Why Foundations Are Everything — And Why People Go Wrong
In agility, everyone loves the flashy stuff. The big distances, the fast runs, the tight turns. But here’s the truth: none of that matters if your foundations aren’t solid.
Your foundations are your communication system. They’re how your dog learns to read your body, understand your cues, and build confidence in problem-solving. When they’re clear, consistent, and reinforced from day one, everything else becomes easier. When they’re rushed, skipped, or patched together… that’s when it starts to fall apart.
Most agility issues aren’t “handling” problems—they’re foundation problems showing up under pressure.
Dogs that blow past start lines, ignore cues, turn the wrong way, miss contacts, or take off-courses aren’t being “naughty.” They’re confused. They’re guessing. And it’s our job to make sure they never have to.
So why do people go wrong?
Because foundations feel slow. And slow isn’t sexy.
We’re a culture of instant results. People want to skip straight to sequencing and running courses. They think, “My dog gets it,” when the dog is really just patterning a behaviour, not understanding the why behind it.
And when something goes wrong, instead of going back to fix the foundation, they patch it with more handling. More motion. More noise. Which leads to even more confusion.
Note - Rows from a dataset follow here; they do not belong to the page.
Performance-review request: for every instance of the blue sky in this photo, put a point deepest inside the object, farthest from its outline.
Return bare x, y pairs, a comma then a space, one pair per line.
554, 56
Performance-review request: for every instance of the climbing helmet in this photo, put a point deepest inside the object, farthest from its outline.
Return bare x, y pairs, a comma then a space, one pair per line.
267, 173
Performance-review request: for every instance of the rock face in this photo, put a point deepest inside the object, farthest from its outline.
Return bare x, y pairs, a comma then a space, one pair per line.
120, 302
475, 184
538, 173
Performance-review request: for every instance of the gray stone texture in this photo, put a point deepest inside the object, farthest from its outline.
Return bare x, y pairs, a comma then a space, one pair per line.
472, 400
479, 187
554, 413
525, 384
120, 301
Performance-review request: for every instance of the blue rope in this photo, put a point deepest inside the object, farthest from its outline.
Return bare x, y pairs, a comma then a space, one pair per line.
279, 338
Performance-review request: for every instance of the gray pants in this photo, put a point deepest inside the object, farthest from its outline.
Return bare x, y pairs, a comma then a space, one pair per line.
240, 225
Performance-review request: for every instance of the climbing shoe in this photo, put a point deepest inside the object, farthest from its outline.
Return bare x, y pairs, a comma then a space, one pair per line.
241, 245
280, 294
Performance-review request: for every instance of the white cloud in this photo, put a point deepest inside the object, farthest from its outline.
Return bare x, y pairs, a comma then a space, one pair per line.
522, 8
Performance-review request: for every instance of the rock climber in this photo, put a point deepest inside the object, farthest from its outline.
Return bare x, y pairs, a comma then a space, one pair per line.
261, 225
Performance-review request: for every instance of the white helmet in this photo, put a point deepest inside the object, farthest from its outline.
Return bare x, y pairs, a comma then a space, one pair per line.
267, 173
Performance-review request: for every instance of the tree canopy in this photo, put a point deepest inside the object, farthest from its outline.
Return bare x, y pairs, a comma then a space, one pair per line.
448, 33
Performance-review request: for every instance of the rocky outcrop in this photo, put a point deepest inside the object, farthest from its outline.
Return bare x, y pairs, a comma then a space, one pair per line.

The best teams in the world don’t have magical dogs or secret skills. They just built everything on rock-solid foundations—and they revisit those foundations all the time.
Can your dog stay focused under arousal? Do they know how to work independently? Can they turn tight without being micromanaged? Do they understand your motion cues without a verbal? Can they handle pressure?
If not, don’t see it as failure—see it as an invitation. Go back. Break it down. Rebuild it properly. Because when your foundations are strong, your options become limitless.
Fast runs don’t come from rushing training. They come from confidence, clarity, and trust—and that all starts at the foundation level.
Lay the groundwork like you’re building the Eiffel Tower. Because if you want to fly, your dog needs to know the ground beneath them won’t give way.